Hacker News new | ask | show | jobs
by blueplanet 3998 days ago
Can someone explain to me why using a cached value for hashCode in an immutable string is a bad thing?
4 comments

I don't think he refers to the caching being a bad thing, but that it probably does not affect performance that much, since most Strings are likely to be small (and the number of times hashcode is called is also likely to be small).

There's also a catch : if the hashcode of the string is 0, the hashcode will be recalculated every time (since the code assumes it has not been cached yet).

>There's also a catch : if the hashcode of the string is 0, the hashcode will be recalculated every time (since the code assumes it has not been cached yet).
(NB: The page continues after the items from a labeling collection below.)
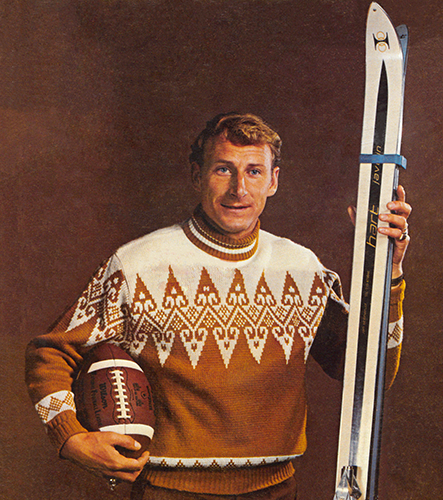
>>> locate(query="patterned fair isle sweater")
[27,209,403,494]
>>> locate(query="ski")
[334,2,408,500]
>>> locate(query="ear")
[268,167,280,198]
[191,161,202,191]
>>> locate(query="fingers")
[62,432,149,482]
[387,186,412,219]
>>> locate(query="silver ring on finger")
[398,226,409,241]
[108,477,118,491]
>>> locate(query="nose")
[230,172,248,199]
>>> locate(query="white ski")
[334,2,408,500]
At least that part should be easy to fix by defining a hash function that returns numbers != 0 - even the article says they did it for JVM7 but it's gone in JVM8 - with no explanation ?
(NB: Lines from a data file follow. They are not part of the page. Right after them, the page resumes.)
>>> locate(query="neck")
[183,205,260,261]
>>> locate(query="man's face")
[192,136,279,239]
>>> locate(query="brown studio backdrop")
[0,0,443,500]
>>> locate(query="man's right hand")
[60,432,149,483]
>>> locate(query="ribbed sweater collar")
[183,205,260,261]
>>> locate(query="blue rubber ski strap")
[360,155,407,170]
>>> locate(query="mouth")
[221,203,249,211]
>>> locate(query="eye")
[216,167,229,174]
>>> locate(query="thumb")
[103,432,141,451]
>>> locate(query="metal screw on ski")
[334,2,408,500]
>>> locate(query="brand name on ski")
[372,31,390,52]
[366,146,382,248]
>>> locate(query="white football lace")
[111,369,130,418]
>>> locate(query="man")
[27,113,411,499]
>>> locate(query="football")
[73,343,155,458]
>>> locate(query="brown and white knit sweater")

The hash32 implementation in Java 7 was not intended to fix the case where the actual hash value was zero, nor did it have an impact on that case as the hash32 value was stored in a separate field.
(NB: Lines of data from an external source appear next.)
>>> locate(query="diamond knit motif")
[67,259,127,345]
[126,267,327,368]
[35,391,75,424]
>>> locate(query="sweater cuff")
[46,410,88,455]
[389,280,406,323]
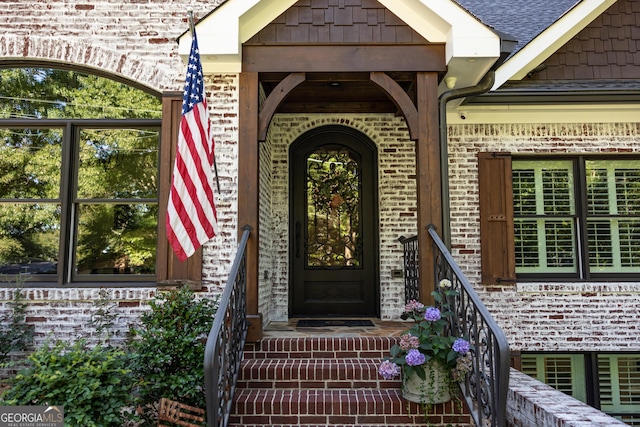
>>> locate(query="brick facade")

It was made to decrease the number of hash value collisions in large data structures (hash maps and such). Its replacement is described here: http://openjdk.java.net/jeps/180 . Given that most Strings never end up in a large collection, allocating an extra 4 bytes for every one of them was a waste.

This post has been edited once for factual correctness.

It's hard to imagine a situation where the hash function would be so slow as to justify adding 4 bytes to every string.
If your strings are large, then calculating the hash will take time AND the extra 4 bytes for hash storage will be minimal extra overhead.

You can easily find good & bad cases for all of these string implementations. They all have tradeoffs.

Can just bit-or 1.
this halves the number of values. doing if (hashcode == 0) hashcode = 1; removes only one value.
I assume it's because most of the standard Java collections (HashMap, HashSet) actually cache the hash codes themselves. So caching it again inside the object is a bit redundant.

However other data structures (notably the ones in guava), don't do this caching - which does hurt performance for any sort of heavy writes and/or complex object.

It's certainly not a bad thing, why do you think it might be?
It can be a bad thing if all programmers assume that the caching works, and it doesn't. That's where the bit in the article mentions strings that produce a hash code of zero. Zero is used as a sentinel for "hash code not yet calculated", so for those particular strings the code is recalculated every single time.
That's not worse than not caching at al. Hashing implementation usually is a black box. Actually simple if (h == 0) h = 0xdeadbeef would probably prevent that issue from happening (if that should be considered a real issue at all).
The only negative was a small memory overhead.